John Carter and the Gods of Hollywood is a must-read for every fan of John Carter and Edgar Rice Burroughs, and every film buff intrigued by the “inside baseball” aspects of modern Hollywood.

— Richard A. Lupoff

author of Edgar Rice Burroughs: Master of Adventure

and Barsoom: Edgar Rice Burroughs and the Martian Vision

12 comments

  • Abandon all hope ye who enter here and Back to Barsoomians.

    Disney just bought Lucasfilms, Star Wars, Indy and ILM included.

    They plan on having Star Wars episode 7 in theaters by 2015.

    Disney is not going to make a John Carter movie and if they want to eliminate competition maybe they won’t release the property to some else to do it either.

  • Let’s see… the movie critics I read and listened to: one said it was predictable, some said it was racist in its portrayal of Martians, some picked on the names of the characters; some had problems with the mixture of elements… civil war (oh my goodness, JC was a confederate!), western, victorian period to light ships and sword fights in a science fiction movie; some had problems following it; and the never ending complaints of it “copying” Star Wars and Avatar. Some of the critics who got it and liked it are some of the most durable critics around. Many of the critics who didn’t like it wouldn’t have liked what ERB originally created.

  • Spaceman wrote:

    Sounds like Mr. Lupoff is another “Burroughs expert” who has become, for some inexplicable reason, a fan of this movie. I don’t suppose Mr. Lupoff might consider the fact that stanton’s convoluted and completely re-written Swiss cheese plot combined with his total ruining of the characters might have had something to do with this movies failure.

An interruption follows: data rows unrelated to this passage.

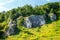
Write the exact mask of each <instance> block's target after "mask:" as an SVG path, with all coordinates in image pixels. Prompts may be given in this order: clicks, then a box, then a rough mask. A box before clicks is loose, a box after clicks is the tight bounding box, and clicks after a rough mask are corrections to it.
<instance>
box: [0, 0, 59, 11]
mask: <svg viewBox="0 0 60 40" xmlns="http://www.w3.org/2000/svg"><path fill="white" fill-rule="evenodd" d="M49 2H60V0H0V12H1V11H7V10H10V9H13V8H17V7H18V6H19V7H20V6H24V5H26V4H28V5H32V6H35V5H43V4H46V3H49Z"/></svg>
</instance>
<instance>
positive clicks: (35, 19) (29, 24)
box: [25, 15, 45, 28]
mask: <svg viewBox="0 0 60 40" xmlns="http://www.w3.org/2000/svg"><path fill="white" fill-rule="evenodd" d="M43 24H45V19H44V16H43V15H31V16H30V17H27V18H26V19H25V25H26V27H27V28H31V27H37V26H41V25H43Z"/></svg>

    Well, he’s a real deal Burroughs expert so no quotes are necessary. He may not be an expert movie critic.

    The thing is — one of the things I’m gradually realizing is that most of what the ERB fans complain about are things that the critics didn’t complain terribly about, perhaps because they didn’t have an alternative playing in their mind. But the critics didn’t bash it for JC’s character being flawed; for “moving Zodanga”; for shapeshifting Therms; and for the “pointless Mrs. Carter” . . . . none of that came in for major criticism. The major criticism was — confusing opening, poorly defined narrative thrust, characters not fully drawn . . . . . .

    Anyway, the book doesn’t give Stanton a pass . . . he comes in for his share of the blame (not enough to satisfy the Stanton haters, of course), and I’m working on getting a way to get some of the best opposing views in there as well. . . . . .

  • Sounds like Mr. Lupoff is another “Burroughs expert” who has become, for some inexplicable reason, a fan of this movie. I don’t suppose Mr. Lupoff might consider the fact that stanton’s convoluted and completely re-written Swiss cheese plot combined with his total ruining of the characters might have had something to do with this movies failure.

  • Most of what Mr. Lupoff wrote was insightful and spot on. However I have one disagreement: “the brilliance of director Andrew Stanton.”

    Yeah, sorry. That’s debatable how brilliant Stanton really was or is. Otherwise a good blurb.

  • Yes, I think he’s referring to the “Disney will lose 200m” announcement that came 10 days into the run.

  • Interesting read and decidely effective as a blurb. However, the prints of the film certainly weren’t “pulled from distribution” within 10 days–far from it . Actually, the glory of “John Carter” is that it managed to remain in theaters for four months despite its intial tepid reception. That’s longer than easily 75% of other films released in that same time period.